“A lucid and meticulously reported book by one of the Wall Street Journal’s ace reporters” (George Anders, Forbes contributor and author of The Rare Find).
In 1938, the administration of Franklin Delano Roosevelt created a small agency called Fannie Mae. Intended to make home loans more accessible, the agency was born of the Great Depression and a government desperate to revive housing construction. It was a minor detail of the New Deal, barely recorded by the newspapers of the day.
Over the next seventy years, Fannie Mae evolved into one of the largest financial companies in the world, owned by private shareholders but with its nearly $1 trillion of debt effectively guaranteed by the government. Almost from the beginning, critics repeatedly warned that Fannie was an accident waiting to happen. Then, in 2008, the housing market collapsed.

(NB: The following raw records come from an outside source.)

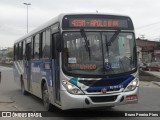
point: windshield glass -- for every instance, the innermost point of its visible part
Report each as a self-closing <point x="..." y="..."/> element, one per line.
<point x="97" y="54"/>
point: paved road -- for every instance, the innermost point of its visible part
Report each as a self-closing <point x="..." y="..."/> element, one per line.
<point x="154" y="73"/>
<point x="12" y="99"/>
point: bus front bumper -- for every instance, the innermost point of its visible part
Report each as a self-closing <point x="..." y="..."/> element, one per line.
<point x="69" y="101"/>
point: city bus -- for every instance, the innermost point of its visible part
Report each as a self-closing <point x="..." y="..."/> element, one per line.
<point x="79" y="61"/>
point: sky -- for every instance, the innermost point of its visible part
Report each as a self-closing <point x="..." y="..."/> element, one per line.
<point x="13" y="15"/>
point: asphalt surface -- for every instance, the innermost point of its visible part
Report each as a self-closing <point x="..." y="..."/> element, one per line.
<point x="11" y="99"/>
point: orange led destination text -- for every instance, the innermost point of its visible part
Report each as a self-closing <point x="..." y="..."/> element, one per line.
<point x="94" y="23"/>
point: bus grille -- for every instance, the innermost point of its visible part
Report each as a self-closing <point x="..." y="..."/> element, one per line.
<point x="99" y="91"/>
<point x="104" y="98"/>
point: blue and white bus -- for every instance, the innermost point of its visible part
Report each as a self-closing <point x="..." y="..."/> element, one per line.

Amid a wave of foreclosures, the company’s capital began to run out, and the US Treasury seized control. From the New Deal to President Obama’s administration, James R. Hagerty explains this fascinating but little-understood saga. Based on the author’s reporting for the Wall Street Journal, personal research, and interviews with executives, regulators, and congressional leaders, The Fateful History of Fannie Mae, he explains the politics, economics, and human frailties behind seven decades of missed opportunities to prevent a financial disaster.